We are grateful for the support of the European Union, which has provided 65,000 Euros to procure the equipment we will need.
Before we officially dedicate this fine laboratory, I would like to say a few more words about its namesake, Dr. Krishnamurthi, because we owe him so much.
He was well-known and universally respected among the international sugarcane breeders and scientists and a true reflection of the hard-working individual in the glory days of the Fijian Sugar Industry.

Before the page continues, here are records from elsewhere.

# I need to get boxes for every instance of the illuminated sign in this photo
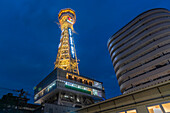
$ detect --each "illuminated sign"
[68,28,75,58]
[67,17,73,24]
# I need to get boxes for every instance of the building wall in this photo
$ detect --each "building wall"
[74,81,170,113]
[44,103,76,113]
[108,9,170,93]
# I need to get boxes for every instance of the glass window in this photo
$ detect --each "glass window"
[162,103,170,112]
[89,82,92,86]
[93,81,102,89]
[126,109,137,113]
[147,105,163,113]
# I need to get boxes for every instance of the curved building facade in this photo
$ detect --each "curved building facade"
[107,8,170,93]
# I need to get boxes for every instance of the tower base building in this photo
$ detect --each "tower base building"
[34,8,105,113]
[34,68,105,112]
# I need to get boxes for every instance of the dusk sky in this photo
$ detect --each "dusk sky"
[0,0,170,102]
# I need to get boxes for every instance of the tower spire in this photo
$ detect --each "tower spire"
[54,8,79,74]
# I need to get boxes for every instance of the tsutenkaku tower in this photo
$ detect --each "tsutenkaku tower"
[55,8,79,74]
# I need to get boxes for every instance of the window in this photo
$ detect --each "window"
[147,105,163,113]
[162,103,170,112]
[84,80,88,84]
[68,75,72,80]
[118,109,137,113]
[126,109,137,113]
[79,79,82,83]
[89,82,92,86]
[74,77,77,81]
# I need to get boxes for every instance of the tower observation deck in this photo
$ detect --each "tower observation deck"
[55,8,79,74]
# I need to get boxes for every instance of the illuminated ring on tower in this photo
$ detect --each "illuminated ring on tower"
[58,8,76,24]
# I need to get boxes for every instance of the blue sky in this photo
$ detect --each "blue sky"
[0,0,170,102]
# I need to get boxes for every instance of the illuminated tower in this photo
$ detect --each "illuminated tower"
[55,8,79,74]
[34,8,105,113]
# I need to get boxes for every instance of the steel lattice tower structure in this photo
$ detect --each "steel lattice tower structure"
[55,8,79,74]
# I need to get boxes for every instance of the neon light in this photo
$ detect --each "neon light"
[67,17,73,24]
[68,28,75,58]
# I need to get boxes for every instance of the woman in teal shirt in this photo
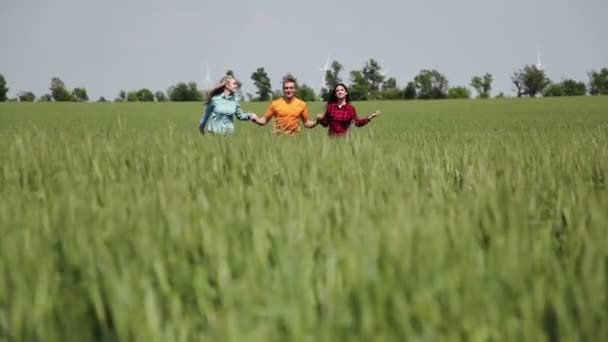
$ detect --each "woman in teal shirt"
[198,75,258,135]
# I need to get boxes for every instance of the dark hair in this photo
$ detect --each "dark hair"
[283,74,298,88]
[327,83,350,104]
[206,75,241,104]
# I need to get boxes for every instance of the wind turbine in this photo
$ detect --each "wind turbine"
[319,54,329,89]
[205,64,211,89]
[536,47,543,70]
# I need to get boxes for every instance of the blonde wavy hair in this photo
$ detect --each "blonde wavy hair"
[207,74,241,104]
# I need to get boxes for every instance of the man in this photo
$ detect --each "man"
[254,76,317,135]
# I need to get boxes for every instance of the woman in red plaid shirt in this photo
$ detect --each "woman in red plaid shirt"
[317,83,380,137]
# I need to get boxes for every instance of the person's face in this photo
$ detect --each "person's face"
[283,82,296,99]
[335,85,348,100]
[226,78,239,94]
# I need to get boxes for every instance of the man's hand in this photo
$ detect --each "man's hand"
[252,116,268,126]
[304,120,317,128]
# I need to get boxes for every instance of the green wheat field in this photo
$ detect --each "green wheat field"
[0,97,608,342]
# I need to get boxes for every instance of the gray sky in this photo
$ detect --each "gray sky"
[0,0,608,100]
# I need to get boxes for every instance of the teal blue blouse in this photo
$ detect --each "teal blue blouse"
[199,94,251,134]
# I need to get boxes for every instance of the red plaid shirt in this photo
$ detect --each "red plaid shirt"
[319,103,369,136]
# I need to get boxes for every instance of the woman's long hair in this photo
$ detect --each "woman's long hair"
[205,74,241,104]
[327,83,350,104]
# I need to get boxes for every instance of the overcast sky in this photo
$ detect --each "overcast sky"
[0,0,608,100]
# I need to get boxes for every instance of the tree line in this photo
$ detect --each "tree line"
[0,58,608,102]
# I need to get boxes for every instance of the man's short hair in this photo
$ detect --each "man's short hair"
[283,75,298,88]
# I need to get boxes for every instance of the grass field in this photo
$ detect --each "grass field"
[0,97,608,342]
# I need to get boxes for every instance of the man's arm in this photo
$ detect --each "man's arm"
[253,103,274,126]
[302,105,317,128]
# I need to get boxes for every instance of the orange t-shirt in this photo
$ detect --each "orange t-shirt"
[264,97,310,135]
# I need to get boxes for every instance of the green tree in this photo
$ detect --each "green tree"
[543,83,564,97]
[0,74,8,102]
[154,90,167,102]
[562,79,587,96]
[17,91,36,102]
[114,90,127,102]
[349,70,370,101]
[137,88,154,102]
[49,77,72,102]
[471,73,493,99]
[251,68,272,101]
[363,58,384,100]
[298,84,317,102]
[414,69,448,100]
[321,61,343,101]
[403,81,416,100]
[127,91,139,102]
[72,88,89,102]
[38,94,53,102]
[522,65,551,97]
[587,68,608,95]
[511,69,524,97]
[270,89,283,101]
[448,86,471,99]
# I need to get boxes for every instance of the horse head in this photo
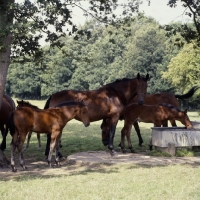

In 1959, Dr Krishnamurthi was a newly-minted chemist when he became the first Fijian to join the Colonial Sugar Refining Company. With limited staff, he steered the small Agricultural Experiment Station that became one of the leading sugarcane breeding stations in the world.
Dr. Krishnamurthi went on to become a famous Fijian sugarcane scientist and is best remembered for his work in sugarcane breeding and Tissue Culture. Under his leadership, Fiji was recognized globally for its unique and innovative sugarcane breeding and selection program. His innovative research in sugarcane breeding and tissue quickly elevated him to the status of one of the world’s leading authorities in sugarcane breeding.
After his retirement in Fiji, he moved abroad to continue contributing to sugarcane research. His open attitude of sharing research information with his peers enabled him to become adviser to several research institutions.
During 1980’s, when Cuba’s sugar crop was devastated by rust, Dr Krishnamurti helped to develop resistant varieties through tissue culture with varieties taken from Fiji to Cuba. He worked as a consultant to the FAO at the Sugarcane Research Institute in Sri Lanka and India, he published more than fifty research papers and numerous technical reports.
So we thank Dr Krishna for his work and for the inspiration he gives us to honour him with the kind of research that will once again propel Fiji to leadership in the global sugar industry and to serve the sugar growers of Fiji, who do the hard work and take all the risks that are a fact of life in agriculture.
I now formally open the tissue culture laboratory.